China began development of the Chunxiao field, which lies a few kilometres west of the Japan-claimed median line, as well as in waters around Duanqiao and Longjing fields.
The two governments were expected to officially announce the agreement this week as they continue negotiations on other fields.
“The Japan-China relationship has matured” to the extent that both sides consider the agreement on the gas field development as mutual benefits and make compromises, the daily Yomiuri Shimbun newspaper quoted sources close to the talks Tuesday.
The compromise by China to share with Japan the rights to invest in and profit from the area apparently reflects Beijing’s priority on economic development.
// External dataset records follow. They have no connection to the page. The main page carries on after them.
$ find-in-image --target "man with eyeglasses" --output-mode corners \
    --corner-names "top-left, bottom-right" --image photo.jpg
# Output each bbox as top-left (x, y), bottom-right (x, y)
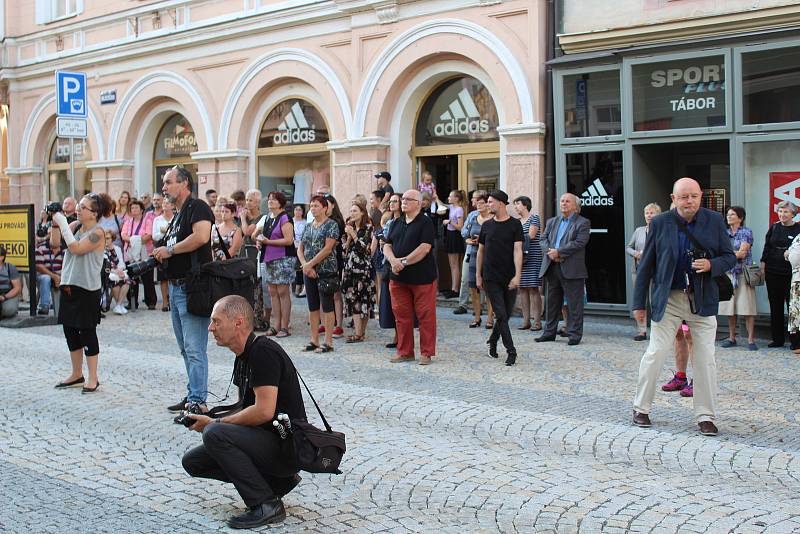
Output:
top-left (153, 166), bottom-right (215, 420)
top-left (383, 189), bottom-right (438, 365)
top-left (631, 177), bottom-right (735, 437)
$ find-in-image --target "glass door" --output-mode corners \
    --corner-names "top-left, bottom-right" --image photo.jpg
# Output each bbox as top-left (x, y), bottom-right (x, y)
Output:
top-left (460, 154), bottom-right (500, 194)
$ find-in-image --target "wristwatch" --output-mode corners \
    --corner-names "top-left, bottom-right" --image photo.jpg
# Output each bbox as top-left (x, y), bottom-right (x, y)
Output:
top-left (400, 258), bottom-right (408, 266)
top-left (166, 244), bottom-right (175, 256)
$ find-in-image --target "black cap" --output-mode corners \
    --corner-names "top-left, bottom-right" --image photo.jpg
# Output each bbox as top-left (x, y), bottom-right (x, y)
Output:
top-left (374, 171), bottom-right (391, 181)
top-left (488, 190), bottom-right (509, 204)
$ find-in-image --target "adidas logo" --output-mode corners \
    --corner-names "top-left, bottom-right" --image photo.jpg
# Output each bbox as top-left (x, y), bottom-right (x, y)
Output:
top-left (580, 178), bottom-right (615, 206)
top-left (274, 102), bottom-right (316, 145)
top-left (434, 89), bottom-right (490, 136)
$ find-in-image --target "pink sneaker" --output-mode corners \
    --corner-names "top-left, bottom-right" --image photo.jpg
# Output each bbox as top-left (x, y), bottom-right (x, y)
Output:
top-left (318, 325), bottom-right (326, 334)
top-left (661, 373), bottom-right (688, 392)
top-left (680, 380), bottom-right (693, 397)
top-left (332, 326), bottom-right (344, 338)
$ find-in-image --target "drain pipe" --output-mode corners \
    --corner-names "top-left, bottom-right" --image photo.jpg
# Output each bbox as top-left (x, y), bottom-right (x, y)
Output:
top-left (544, 0), bottom-right (562, 221)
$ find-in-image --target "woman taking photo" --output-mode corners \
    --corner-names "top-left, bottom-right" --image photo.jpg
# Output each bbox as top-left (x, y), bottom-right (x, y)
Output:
top-left (625, 203), bottom-right (662, 340)
top-left (212, 201), bottom-right (243, 260)
top-left (342, 202), bottom-right (375, 342)
top-left (121, 199), bottom-right (156, 310)
top-left (513, 195), bottom-right (543, 331)
top-left (255, 192), bottom-right (295, 338)
top-left (51, 192), bottom-right (111, 393)
top-left (103, 229), bottom-right (130, 315)
top-left (375, 192), bottom-right (402, 347)
top-left (297, 195), bottom-right (339, 353)
top-left (152, 198), bottom-right (174, 311)
top-left (761, 200), bottom-right (800, 347)
top-left (442, 189), bottom-right (466, 298)
top-left (464, 194), bottom-right (494, 328)
top-left (719, 206), bottom-right (757, 350)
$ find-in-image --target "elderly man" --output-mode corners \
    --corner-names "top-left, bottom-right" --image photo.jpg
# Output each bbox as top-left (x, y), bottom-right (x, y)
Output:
top-left (62, 196), bottom-right (77, 223)
top-left (182, 295), bottom-right (305, 528)
top-left (151, 193), bottom-right (164, 217)
top-left (537, 193), bottom-right (591, 345)
top-left (384, 189), bottom-right (438, 365)
top-left (632, 177), bottom-right (735, 436)
top-left (140, 192), bottom-right (154, 213)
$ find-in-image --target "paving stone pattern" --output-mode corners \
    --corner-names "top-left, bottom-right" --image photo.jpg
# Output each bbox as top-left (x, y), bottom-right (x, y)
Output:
top-left (2, 300), bottom-right (800, 533)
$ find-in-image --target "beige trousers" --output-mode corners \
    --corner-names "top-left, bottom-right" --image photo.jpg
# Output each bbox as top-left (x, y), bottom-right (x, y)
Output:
top-left (633, 290), bottom-right (718, 423)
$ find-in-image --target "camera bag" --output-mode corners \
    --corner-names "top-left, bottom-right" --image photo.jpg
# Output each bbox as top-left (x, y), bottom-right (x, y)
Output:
top-left (290, 369), bottom-right (346, 475)
top-left (673, 213), bottom-right (733, 302)
top-left (186, 225), bottom-right (257, 317)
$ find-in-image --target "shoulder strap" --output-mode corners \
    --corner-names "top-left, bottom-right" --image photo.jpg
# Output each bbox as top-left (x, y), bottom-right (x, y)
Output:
top-left (214, 225), bottom-right (232, 260)
top-left (672, 211), bottom-right (707, 253)
top-left (295, 368), bottom-right (332, 432)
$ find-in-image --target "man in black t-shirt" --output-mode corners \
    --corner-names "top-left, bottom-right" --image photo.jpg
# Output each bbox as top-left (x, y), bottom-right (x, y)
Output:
top-left (182, 296), bottom-right (306, 529)
top-left (375, 171), bottom-right (394, 204)
top-left (152, 166), bottom-right (214, 416)
top-left (384, 189), bottom-right (438, 365)
top-left (477, 190), bottom-right (523, 366)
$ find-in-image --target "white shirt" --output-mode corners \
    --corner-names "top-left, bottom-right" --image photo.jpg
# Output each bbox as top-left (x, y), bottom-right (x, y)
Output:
top-left (293, 168), bottom-right (313, 205)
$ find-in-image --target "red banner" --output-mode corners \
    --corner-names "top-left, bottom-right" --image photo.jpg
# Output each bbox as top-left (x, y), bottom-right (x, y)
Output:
top-left (769, 172), bottom-right (800, 225)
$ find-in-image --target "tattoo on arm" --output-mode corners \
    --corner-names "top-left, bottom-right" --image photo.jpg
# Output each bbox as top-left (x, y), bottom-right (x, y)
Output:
top-left (88, 232), bottom-right (101, 244)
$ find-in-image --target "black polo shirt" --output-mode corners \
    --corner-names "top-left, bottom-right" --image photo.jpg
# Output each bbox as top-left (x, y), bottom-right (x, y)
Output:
top-left (479, 217), bottom-right (523, 284)
top-left (385, 212), bottom-right (437, 285)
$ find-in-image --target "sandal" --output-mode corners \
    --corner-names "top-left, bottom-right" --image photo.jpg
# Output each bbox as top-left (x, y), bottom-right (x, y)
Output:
top-left (303, 342), bottom-right (319, 352)
top-left (275, 329), bottom-right (290, 338)
top-left (517, 323), bottom-right (531, 330)
top-left (469, 319), bottom-right (482, 328)
top-left (315, 344), bottom-right (334, 353)
top-left (346, 334), bottom-right (364, 343)
top-left (485, 323), bottom-right (494, 330)
top-left (265, 327), bottom-right (278, 337)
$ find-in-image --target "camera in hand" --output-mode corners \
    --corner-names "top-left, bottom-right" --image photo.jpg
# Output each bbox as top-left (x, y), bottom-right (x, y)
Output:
top-left (126, 256), bottom-right (161, 279)
top-left (176, 402), bottom-right (207, 427)
top-left (45, 201), bottom-right (62, 221)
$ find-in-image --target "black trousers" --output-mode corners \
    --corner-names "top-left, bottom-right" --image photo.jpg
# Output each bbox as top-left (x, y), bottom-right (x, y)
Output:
top-left (182, 423), bottom-right (298, 508)
top-left (129, 270), bottom-right (157, 308)
top-left (484, 280), bottom-right (517, 355)
top-left (542, 265), bottom-right (585, 340)
top-left (765, 271), bottom-right (792, 344)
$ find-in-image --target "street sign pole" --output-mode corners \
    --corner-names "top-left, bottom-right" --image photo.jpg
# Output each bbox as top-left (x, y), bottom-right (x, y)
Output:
top-left (55, 71), bottom-right (87, 200)
top-left (69, 137), bottom-right (75, 200)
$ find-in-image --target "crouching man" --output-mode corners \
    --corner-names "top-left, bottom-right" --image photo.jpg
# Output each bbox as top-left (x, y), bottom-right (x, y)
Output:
top-left (181, 295), bottom-right (306, 529)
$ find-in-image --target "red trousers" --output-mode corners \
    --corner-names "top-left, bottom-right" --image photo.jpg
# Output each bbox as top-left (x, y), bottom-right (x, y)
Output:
top-left (389, 279), bottom-right (437, 358)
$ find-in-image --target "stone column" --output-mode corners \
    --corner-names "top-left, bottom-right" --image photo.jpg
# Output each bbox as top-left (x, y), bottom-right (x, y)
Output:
top-left (192, 150), bottom-right (249, 197)
top-left (498, 124), bottom-right (547, 217)
top-left (328, 138), bottom-right (390, 202)
top-left (5, 167), bottom-right (44, 210)
top-left (88, 160), bottom-right (136, 198)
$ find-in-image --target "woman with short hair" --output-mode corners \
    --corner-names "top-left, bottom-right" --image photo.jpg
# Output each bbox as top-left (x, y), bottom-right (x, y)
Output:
top-left (626, 202), bottom-right (662, 340)
top-left (50, 192), bottom-right (112, 393)
top-left (212, 201), bottom-right (243, 261)
top-left (719, 206), bottom-right (757, 350)
top-left (761, 200), bottom-right (800, 347)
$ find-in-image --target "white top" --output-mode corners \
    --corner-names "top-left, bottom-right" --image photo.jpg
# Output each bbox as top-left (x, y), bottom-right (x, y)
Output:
top-left (61, 225), bottom-right (105, 291)
top-left (152, 214), bottom-right (174, 242)
top-left (293, 168), bottom-right (313, 205)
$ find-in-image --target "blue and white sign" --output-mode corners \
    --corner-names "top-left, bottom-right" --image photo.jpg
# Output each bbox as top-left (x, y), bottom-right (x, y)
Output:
top-left (55, 71), bottom-right (87, 118)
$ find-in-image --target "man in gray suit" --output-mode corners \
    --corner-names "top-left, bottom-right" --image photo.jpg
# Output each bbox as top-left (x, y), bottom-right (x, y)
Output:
top-left (536, 193), bottom-right (591, 345)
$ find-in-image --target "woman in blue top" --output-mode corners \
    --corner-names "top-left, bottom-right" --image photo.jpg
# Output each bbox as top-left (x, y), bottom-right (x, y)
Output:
top-left (718, 206), bottom-right (757, 350)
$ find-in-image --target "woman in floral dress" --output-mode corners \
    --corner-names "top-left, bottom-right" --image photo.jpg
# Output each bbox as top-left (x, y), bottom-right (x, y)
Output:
top-left (342, 202), bottom-right (375, 342)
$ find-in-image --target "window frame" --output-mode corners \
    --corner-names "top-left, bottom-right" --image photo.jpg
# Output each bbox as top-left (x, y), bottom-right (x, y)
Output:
top-left (554, 64), bottom-right (624, 145)
top-left (36, 0), bottom-right (83, 25)
top-left (734, 39), bottom-right (800, 133)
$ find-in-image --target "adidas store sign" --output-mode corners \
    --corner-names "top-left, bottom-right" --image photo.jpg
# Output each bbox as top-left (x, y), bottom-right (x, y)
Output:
top-left (580, 179), bottom-right (615, 207)
top-left (273, 102), bottom-right (317, 145)
top-left (433, 89), bottom-right (491, 137)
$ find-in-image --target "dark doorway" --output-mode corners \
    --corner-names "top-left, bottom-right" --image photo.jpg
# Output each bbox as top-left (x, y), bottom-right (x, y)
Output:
top-left (418, 155), bottom-right (458, 291)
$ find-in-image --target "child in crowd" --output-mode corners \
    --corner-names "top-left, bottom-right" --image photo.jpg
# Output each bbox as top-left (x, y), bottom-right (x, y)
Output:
top-left (418, 171), bottom-right (437, 198)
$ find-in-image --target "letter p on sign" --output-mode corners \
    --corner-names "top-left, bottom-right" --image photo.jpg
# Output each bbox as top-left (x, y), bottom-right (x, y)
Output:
top-left (55, 71), bottom-right (87, 118)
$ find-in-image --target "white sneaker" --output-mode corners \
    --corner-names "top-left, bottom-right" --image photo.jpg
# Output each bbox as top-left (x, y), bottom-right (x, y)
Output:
top-left (119, 305), bottom-right (128, 315)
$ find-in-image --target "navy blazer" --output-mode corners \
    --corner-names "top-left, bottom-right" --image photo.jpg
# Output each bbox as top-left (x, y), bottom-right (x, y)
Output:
top-left (633, 208), bottom-right (736, 321)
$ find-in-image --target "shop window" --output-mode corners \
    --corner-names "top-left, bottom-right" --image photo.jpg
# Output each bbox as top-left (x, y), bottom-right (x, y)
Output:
top-left (562, 70), bottom-right (621, 138)
top-left (259, 99), bottom-right (329, 148)
top-left (415, 77), bottom-right (499, 147)
top-left (47, 138), bottom-right (92, 201)
top-left (631, 55), bottom-right (726, 131)
top-left (742, 46), bottom-right (800, 125)
top-left (154, 114), bottom-right (198, 160)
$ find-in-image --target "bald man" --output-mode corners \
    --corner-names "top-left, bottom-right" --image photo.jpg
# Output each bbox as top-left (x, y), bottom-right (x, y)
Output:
top-left (631, 177), bottom-right (735, 436)
top-left (537, 193), bottom-right (591, 345)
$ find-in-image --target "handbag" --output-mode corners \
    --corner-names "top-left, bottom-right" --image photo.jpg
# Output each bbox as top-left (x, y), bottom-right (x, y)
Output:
top-left (289, 369), bottom-right (346, 474)
top-left (317, 271), bottom-right (340, 295)
top-left (742, 263), bottom-right (765, 287)
top-left (185, 225), bottom-right (257, 317)
top-left (672, 213), bottom-right (733, 302)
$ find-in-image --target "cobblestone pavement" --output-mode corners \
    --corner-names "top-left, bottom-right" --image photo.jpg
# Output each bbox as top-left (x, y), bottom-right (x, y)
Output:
top-left (3, 298), bottom-right (800, 533)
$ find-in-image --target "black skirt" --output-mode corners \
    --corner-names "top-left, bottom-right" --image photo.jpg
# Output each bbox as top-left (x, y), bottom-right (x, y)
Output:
top-left (444, 229), bottom-right (465, 254)
top-left (58, 285), bottom-right (101, 329)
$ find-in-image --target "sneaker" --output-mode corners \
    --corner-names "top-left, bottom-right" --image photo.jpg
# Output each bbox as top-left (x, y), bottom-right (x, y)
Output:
top-left (680, 380), bottom-right (693, 397)
top-left (167, 397), bottom-right (188, 413)
top-left (720, 338), bottom-right (737, 348)
top-left (661, 373), bottom-right (688, 392)
top-left (332, 326), bottom-right (344, 338)
top-left (37, 308), bottom-right (49, 315)
top-left (318, 325), bottom-right (326, 334)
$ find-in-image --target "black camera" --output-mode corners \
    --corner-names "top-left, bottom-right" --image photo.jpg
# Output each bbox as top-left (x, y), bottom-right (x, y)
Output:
top-left (176, 403), bottom-right (208, 428)
top-left (126, 256), bottom-right (160, 279)
top-left (45, 201), bottom-right (62, 222)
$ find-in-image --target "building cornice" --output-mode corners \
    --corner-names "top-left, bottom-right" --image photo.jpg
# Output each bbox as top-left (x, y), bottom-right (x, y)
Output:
top-left (327, 136), bottom-right (391, 150)
top-left (558, 4), bottom-right (800, 54)
top-left (190, 150), bottom-right (250, 161)
top-left (5, 166), bottom-right (43, 175)
top-left (497, 123), bottom-right (546, 137)
top-left (84, 160), bottom-right (134, 169)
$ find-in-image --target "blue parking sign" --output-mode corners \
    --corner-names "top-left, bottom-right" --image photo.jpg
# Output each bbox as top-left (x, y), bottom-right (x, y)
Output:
top-left (55, 71), bottom-right (87, 118)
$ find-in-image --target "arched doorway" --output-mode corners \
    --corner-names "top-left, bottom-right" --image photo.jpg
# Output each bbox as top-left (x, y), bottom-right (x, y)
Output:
top-left (256, 98), bottom-right (330, 206)
top-left (153, 113), bottom-right (198, 194)
top-left (411, 76), bottom-right (500, 199)
top-left (46, 137), bottom-right (92, 201)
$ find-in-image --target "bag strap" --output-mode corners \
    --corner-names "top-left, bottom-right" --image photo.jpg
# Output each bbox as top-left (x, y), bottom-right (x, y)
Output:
top-left (214, 225), bottom-right (232, 260)
top-left (672, 211), bottom-right (707, 254)
top-left (294, 368), bottom-right (333, 432)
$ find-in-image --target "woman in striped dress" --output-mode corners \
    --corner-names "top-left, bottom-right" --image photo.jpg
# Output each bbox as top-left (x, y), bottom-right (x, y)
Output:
top-left (513, 196), bottom-right (543, 331)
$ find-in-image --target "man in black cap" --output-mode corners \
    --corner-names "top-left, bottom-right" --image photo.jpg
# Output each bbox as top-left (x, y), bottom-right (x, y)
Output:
top-left (375, 171), bottom-right (394, 204)
top-left (476, 190), bottom-right (524, 366)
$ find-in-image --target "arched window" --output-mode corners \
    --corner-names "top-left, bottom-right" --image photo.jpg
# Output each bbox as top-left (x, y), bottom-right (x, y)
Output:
top-left (153, 114), bottom-right (198, 193)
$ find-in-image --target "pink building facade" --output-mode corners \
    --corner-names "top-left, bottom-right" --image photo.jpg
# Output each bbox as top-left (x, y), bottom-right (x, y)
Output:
top-left (1, 0), bottom-right (548, 215)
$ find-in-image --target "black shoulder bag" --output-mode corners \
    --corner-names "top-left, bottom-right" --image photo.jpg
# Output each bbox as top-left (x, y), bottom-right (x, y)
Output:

China does not recognize the Japan-claimed median line and instead claims its exclusive economic zone stretches further east to the edge of the continental shelf near Japan’s southernmost Okinawa island.
Japan accepted China’s offer to jointly develop the Longjing field as Beijing saw the need for Tokyo’s investment, the newspaper said.
The two sides are to define the exact zones for joint development through diplomatic channels and then place orders to Japanese and Chinese private companies to conduct the gas exploration, according to the sources.
The two countries had initially aimed for an agreement last year but the talks stalled, with China being reluctant to agree to Japan’s proposal of a joint development area spanning the median line.
In December, China presented a compromise plan with an area based on the median line except for Chunxiao. It was the first time that China acknowledged the median line.
Before the May summit, Beijing offered a compromise plan that would acknowledge Japan’s participation rights at Chunxiao, the newspaper said.